Hidden information in board games is a great way to explore coordination games and game theory Focal points such as the New York City question. Are you familiar with other board games in this space? Have you heard of The Mind?

Replies from: ejacob
comment by ejacob · 2021-04-14T19:30:38.684Z · LW(p) · GW(p)

No other examples come to mind, which is one reason I thought to write the post on Hanabi. I have not heard of The Mind but it sounds like a somewhat surreal experience.

Replies from: ahong
comment by ahong · 2021-04-14T19:50:01.684Z · LW(p) · GW(p)

I find Hanabi to be a simple way to challenge my bias that other individuals will arrive at a similar conclusion as I, even with imperfect information. The simplicity of the scoring mechanism provides discrete, actionable information that can provide a narrative that, yes, I can improve the quality and consistency of my interpersonal communication.

For me, Hanabi is a meditative process of self-reflection. To read that Goofus not only can compartmentalize two pages of negative feedback but also can stay strict to the "correct informal conventions" is eye-opening. It sounds like an unpleasant process for both Goofus and the teammates. Given the fact that there are many other games/exercises that offer a higher reliability for engines, perhaps Goofus is looking in Hanabi for that one partner that can understand him 100%, without his needing to evaluate his communication process.

How can one be a Gallant?

Replies from: ejacob
comment by ejacob · 2021-04-14T22:08:41.780Z · LW(p) · GW(p)

Being a Gallant is about communicating the message which is most likely to make sense to your recipient, not the message that best appeals to you for some reason. I suspect it is a skill like any other and is best improved simply through regular practice.
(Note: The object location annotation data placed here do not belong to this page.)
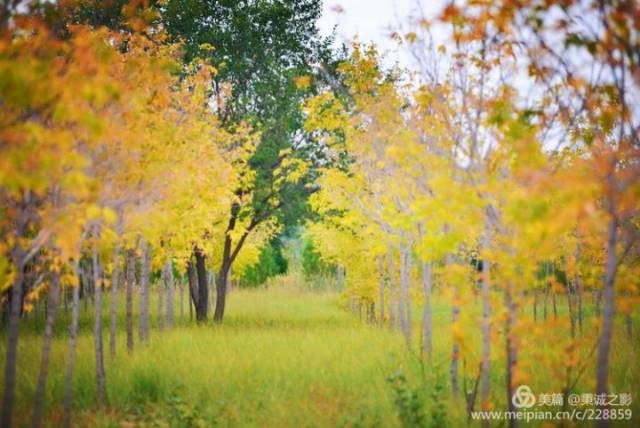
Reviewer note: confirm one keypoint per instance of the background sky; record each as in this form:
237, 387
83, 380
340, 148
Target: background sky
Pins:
375, 20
Post-mortems on failed communications is also likely to be helpful, if only to prevent future mistakes of the same kind. Eventually, one who has fully embodied Gallant will do a pre-mortem before every attempt at communication, iteratively improving their draft message before communicating the best possible signal they can produce. 

comment by Randomized, Controlled (BossSleepy) · 2021-04-14T21:40:03.501Z · LW(p) · GW(p)
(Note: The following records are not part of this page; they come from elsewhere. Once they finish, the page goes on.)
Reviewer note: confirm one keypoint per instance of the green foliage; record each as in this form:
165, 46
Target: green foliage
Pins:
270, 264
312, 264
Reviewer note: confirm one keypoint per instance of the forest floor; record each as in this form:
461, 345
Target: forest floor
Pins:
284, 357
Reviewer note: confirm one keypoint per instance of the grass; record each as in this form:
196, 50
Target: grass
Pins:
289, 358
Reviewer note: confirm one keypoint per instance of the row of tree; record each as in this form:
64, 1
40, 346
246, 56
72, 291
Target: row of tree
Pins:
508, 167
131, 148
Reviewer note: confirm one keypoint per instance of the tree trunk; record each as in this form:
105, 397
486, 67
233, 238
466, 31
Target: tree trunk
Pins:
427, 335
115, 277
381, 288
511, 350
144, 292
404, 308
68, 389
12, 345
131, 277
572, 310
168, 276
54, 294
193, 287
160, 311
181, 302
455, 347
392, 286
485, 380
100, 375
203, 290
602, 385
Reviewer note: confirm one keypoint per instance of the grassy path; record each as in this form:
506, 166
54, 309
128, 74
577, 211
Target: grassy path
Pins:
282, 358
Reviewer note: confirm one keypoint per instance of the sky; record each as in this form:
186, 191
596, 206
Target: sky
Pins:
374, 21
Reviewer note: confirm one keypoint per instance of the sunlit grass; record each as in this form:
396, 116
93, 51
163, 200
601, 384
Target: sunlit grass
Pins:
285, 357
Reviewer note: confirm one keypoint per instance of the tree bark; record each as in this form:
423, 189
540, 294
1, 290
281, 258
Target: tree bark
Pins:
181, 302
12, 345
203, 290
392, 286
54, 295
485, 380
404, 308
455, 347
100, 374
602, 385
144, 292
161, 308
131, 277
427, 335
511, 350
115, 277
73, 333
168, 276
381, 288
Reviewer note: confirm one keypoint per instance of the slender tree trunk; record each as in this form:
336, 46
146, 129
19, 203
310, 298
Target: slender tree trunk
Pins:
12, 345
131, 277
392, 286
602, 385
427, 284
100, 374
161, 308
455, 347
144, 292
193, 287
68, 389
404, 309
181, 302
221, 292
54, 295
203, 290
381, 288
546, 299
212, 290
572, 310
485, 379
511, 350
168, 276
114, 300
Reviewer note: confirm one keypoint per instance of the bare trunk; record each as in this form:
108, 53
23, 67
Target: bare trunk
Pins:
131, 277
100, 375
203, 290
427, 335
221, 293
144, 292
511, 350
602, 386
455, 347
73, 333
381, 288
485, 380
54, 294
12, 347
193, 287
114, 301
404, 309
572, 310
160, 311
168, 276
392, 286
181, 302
I glanced at the player's recent activity: it contained two full pages of the player writing negative comments about people with whom he/she had played Hanabi, stretching back weeks. It struck me as impressive that one can consistently fail at communicating and yet insist that they are communicating correctly.

 

Or, alternatively, the game this person was actually playing was: I'm going to try and gain status and/or self-regard by denigrating others. Perhaps with a helping of: kek kek kek troll troll troll.

Replies from: philh, BossSleepy, ejacob
comment by philh · 2021-04-18T17:02:26.134Z · LW(p) · GW(p)
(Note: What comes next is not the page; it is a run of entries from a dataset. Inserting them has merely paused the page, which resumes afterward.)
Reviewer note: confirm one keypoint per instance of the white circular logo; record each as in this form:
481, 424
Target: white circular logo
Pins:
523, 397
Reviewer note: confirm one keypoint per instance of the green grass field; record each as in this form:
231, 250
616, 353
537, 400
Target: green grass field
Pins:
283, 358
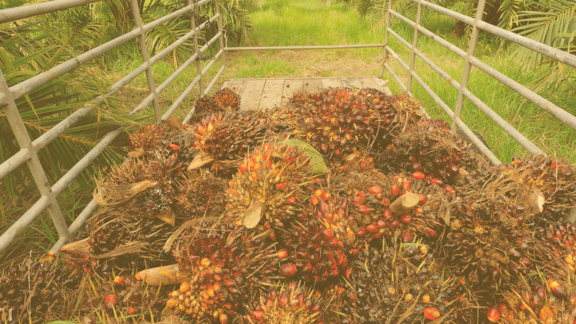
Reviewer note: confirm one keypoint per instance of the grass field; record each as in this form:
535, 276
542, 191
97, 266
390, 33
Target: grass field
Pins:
311, 22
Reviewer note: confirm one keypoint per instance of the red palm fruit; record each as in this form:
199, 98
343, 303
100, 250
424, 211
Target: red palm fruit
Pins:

Seems important to note here that we don't know (and I guess OP doesn't know either) how often they successfully communicated versus failed to communicate. Someone who usually communicates successfully, but yells at you when they fail, would have a similar pattern.

comment by Randomized, Controlled (BossSleepy) · 2021-04-18T21:11:38.240Z · LW(p) · GW(p)

Fair point. @ejacob, please play more hanabai with this person and report abuse statistics : D

Replies from: ejacob
comment by ejacob · 2021-04-18T21:16:06.011Z · LW(p) · GW(p)

I can't wait to see their response to my invitations 😃

comment by ejacob · 2021-04-14T21:54:30.100Z · LW(p) · GW(p)

Possibly! A game of Hanabi is cooperative, but the meta-game of playing repeated games of Hanabi as an online community may not be.

Replies from: BossSleepy
comment by Randomized, Controlled (BossSleepy) · 2021-04-14T22:05:03.428Z · LW(p) · GW(p)

Even if the meta-game is strictly (or just largely) cooperative, I think there could still be a dynamic where someone plays poorly or ambiguously, and then gets off on thinking that the other players were the ones in the wrong. It's a way to gain self-regard. 

Normally, I would think this is an unlikely strategy for someone to take, but if you see someone who's been shitting on other people for weeks, it does raise the question: what are you getting out of this?